Since the liver has long been considered an important site for regulating glucose homeostasis and insulin sensitivity, we also measured S100A11 protein and mRNA expression in the livers of obese mice, diabetic mice, and mice fed a high-fat diet. As observed in humans, we found that liver S100A11 protein and mRNA were significantly increased in ob/ob, db/db, and HFD mice compared to normal controls. These liver-specific data further suggest that S100A11 may play a role in the pathogenesis of impaired glucose metabolism and insulin resistance. It suggests that we can further analyze the specific mechanism of its action on glucose and insulin metabolism through different mouse models, focusing on hepatic S100A11, and then achieve the purpose of targeting therapy and serving human clinic.
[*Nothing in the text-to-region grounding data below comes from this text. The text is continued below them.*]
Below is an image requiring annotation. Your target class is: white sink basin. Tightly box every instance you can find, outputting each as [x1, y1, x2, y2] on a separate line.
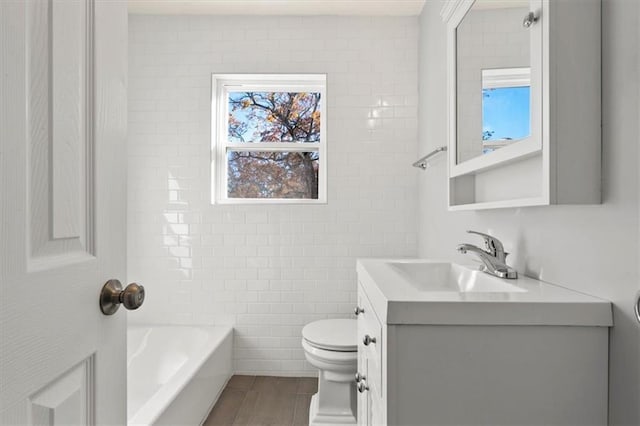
[387, 261, 527, 293]
[356, 258, 613, 326]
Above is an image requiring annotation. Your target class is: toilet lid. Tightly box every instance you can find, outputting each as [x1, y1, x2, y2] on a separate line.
[302, 319, 357, 352]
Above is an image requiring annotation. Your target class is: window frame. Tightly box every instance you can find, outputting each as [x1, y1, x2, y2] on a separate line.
[211, 74, 327, 205]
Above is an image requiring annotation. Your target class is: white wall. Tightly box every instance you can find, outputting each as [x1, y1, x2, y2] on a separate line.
[127, 15, 419, 375]
[418, 0, 640, 424]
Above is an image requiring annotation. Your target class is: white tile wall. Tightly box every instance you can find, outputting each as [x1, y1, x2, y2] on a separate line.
[127, 15, 419, 375]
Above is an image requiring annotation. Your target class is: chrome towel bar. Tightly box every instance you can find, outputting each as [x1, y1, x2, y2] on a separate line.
[412, 146, 447, 170]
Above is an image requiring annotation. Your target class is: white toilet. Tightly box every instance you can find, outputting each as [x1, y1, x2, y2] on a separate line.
[302, 319, 357, 426]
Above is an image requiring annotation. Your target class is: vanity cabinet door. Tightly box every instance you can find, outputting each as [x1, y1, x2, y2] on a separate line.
[357, 285, 385, 425]
[357, 289, 383, 391]
[356, 356, 370, 426]
[368, 381, 384, 426]
[356, 290, 370, 426]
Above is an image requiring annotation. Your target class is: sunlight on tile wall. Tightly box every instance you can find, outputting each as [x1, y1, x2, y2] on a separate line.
[128, 15, 419, 375]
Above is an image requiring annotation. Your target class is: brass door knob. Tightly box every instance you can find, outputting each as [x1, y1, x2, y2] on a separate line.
[100, 279, 145, 315]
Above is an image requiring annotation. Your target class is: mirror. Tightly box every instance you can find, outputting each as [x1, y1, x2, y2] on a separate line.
[455, 0, 531, 165]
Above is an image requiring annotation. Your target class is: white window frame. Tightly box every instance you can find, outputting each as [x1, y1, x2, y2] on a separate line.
[481, 67, 531, 90]
[211, 73, 327, 205]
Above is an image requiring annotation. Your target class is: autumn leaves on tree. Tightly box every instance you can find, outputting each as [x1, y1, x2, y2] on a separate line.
[227, 92, 321, 199]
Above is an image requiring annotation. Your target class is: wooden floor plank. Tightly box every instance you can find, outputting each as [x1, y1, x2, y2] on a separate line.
[203, 388, 247, 426]
[232, 390, 259, 426]
[296, 378, 318, 395]
[292, 394, 312, 426]
[207, 375, 312, 426]
[252, 376, 299, 394]
[248, 390, 297, 426]
[227, 375, 256, 391]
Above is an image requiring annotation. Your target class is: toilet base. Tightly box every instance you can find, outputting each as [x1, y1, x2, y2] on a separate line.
[309, 393, 357, 426]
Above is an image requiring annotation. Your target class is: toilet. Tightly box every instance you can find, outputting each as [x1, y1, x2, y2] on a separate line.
[302, 319, 357, 426]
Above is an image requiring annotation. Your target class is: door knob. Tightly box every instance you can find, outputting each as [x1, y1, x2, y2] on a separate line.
[100, 279, 145, 315]
[634, 291, 640, 324]
[357, 381, 369, 393]
[523, 11, 539, 28]
[363, 335, 376, 346]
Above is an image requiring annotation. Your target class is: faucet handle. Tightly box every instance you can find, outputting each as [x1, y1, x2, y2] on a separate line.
[466, 230, 506, 258]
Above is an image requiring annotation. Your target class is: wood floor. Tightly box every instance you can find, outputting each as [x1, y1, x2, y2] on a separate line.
[204, 375, 318, 426]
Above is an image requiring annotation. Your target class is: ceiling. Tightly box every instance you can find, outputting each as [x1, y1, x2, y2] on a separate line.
[128, 0, 427, 16]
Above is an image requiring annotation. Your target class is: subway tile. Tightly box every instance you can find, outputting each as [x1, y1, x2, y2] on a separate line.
[128, 14, 418, 376]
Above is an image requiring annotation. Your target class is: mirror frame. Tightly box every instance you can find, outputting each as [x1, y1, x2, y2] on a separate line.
[442, 0, 543, 178]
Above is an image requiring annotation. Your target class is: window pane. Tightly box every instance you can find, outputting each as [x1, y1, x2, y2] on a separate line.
[228, 92, 321, 143]
[227, 151, 319, 199]
[482, 86, 531, 144]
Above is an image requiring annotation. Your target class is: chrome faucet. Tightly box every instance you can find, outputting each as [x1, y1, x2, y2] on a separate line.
[457, 231, 518, 279]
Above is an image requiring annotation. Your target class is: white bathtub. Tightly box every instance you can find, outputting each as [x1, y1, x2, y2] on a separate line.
[127, 325, 233, 426]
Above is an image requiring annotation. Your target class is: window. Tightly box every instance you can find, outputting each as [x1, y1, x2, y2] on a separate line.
[480, 67, 531, 154]
[211, 74, 327, 204]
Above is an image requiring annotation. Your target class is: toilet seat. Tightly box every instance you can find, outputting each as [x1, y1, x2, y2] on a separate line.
[302, 319, 357, 352]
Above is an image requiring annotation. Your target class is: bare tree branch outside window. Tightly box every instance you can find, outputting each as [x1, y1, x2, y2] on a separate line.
[227, 92, 321, 199]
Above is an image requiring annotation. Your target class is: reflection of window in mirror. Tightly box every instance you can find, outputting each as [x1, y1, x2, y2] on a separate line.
[455, 0, 531, 165]
[481, 67, 531, 154]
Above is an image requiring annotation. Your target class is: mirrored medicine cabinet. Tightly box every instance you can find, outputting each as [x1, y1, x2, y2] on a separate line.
[441, 0, 602, 210]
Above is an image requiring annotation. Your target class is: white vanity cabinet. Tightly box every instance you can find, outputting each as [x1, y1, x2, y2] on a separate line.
[443, 0, 602, 210]
[356, 288, 384, 426]
[355, 259, 612, 426]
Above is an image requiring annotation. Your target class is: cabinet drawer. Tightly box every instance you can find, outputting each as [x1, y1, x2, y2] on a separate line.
[357, 286, 382, 393]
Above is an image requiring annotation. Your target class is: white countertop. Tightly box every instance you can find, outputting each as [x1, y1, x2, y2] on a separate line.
[357, 258, 613, 326]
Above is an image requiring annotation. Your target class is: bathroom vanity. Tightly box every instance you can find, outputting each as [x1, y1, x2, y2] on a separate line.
[355, 259, 612, 426]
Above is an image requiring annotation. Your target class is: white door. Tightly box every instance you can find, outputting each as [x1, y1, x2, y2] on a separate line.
[1, 0, 128, 425]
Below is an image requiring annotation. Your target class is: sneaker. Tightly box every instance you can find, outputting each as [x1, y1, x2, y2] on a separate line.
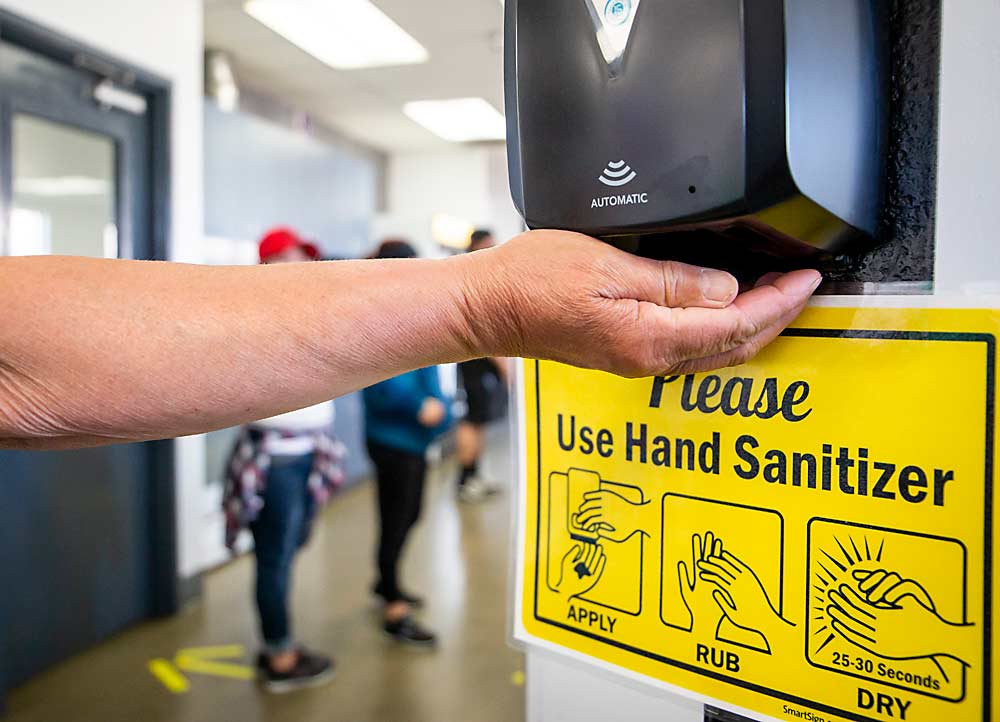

The present study analyzed the role of S100A11 in glucose and insulin metabolism. In patients with different glucose tolerance and different genders, serum S100A11 levels were not only positively correlated with HbA1c in a purely linear manner, but also had, nonlinear correlation and different positive and negative correlation effects at different thresholds. Furthermore, S100A11 was nonlinearly correlated with FPG, FPI, HOMA-IR, hepatic ISI, WBISI, and CIR in patients with IGT and DM, suggesting that S100A11 is involved in insulin resistance, pancreatic β-cell function, and hepatic and whole-body insulin sensitivity. In the male population, S100A11 levels were nonlinearly correlated with HbA1c, CIR, and DIo (derived from hepatic ISI). Moreover, in the male population, S100A11 levels could predict β-cell function after adjusting for insulin resistance and considering the degree of insulin sensitivity. These results confirm that S100A11 plays a role in the progression of DM, and its expression is closely related to glucose metabolism. Therefore, S100A11 can be used to diagnose prediabetes, and S100A11 combined with HbA1c can monitor long-term glycemic control. Nevertheless, further studies on the effects of S100A11 on glucose and insulin metabolism and islet β-cell function are needed to assess the therapeutic potential of this marker.

This study has limitations. First, we did not use statistical methods to measure the sample size, and the small sample size may lead to bias. Second, we did not analyze other metabolic markers, potentially leading to confounding bias. Third, some glucose metabolism-related indices analyzed in this study are not currently used in the clinic. Fourth, the mechanism of action of S100A11 was not investigated.

Conclusion

This is to our knowledge the first analysis that meticulously explores the linear and nonlinear relationship of S100A11 with glucose metabolism-related indicators in different glucose tolerance populations and in different gender groups. The analysis confirmed that serum S100A11 levels were highly expressed in patients with impaired glucose tolerance, and similar results were seen in the livers of mice modeled with obesity, diabetes and high-fat diets. Significant correlations with glucose metabolism indexes were observed, suggesting a possible role of S100A11 in glucose metabolism, insulin resistance and sensitivity, and pancreatic β-cell function. However, we only analyzed the correlations, and the specific mechanism of its role in disease progression remains to be elucidated.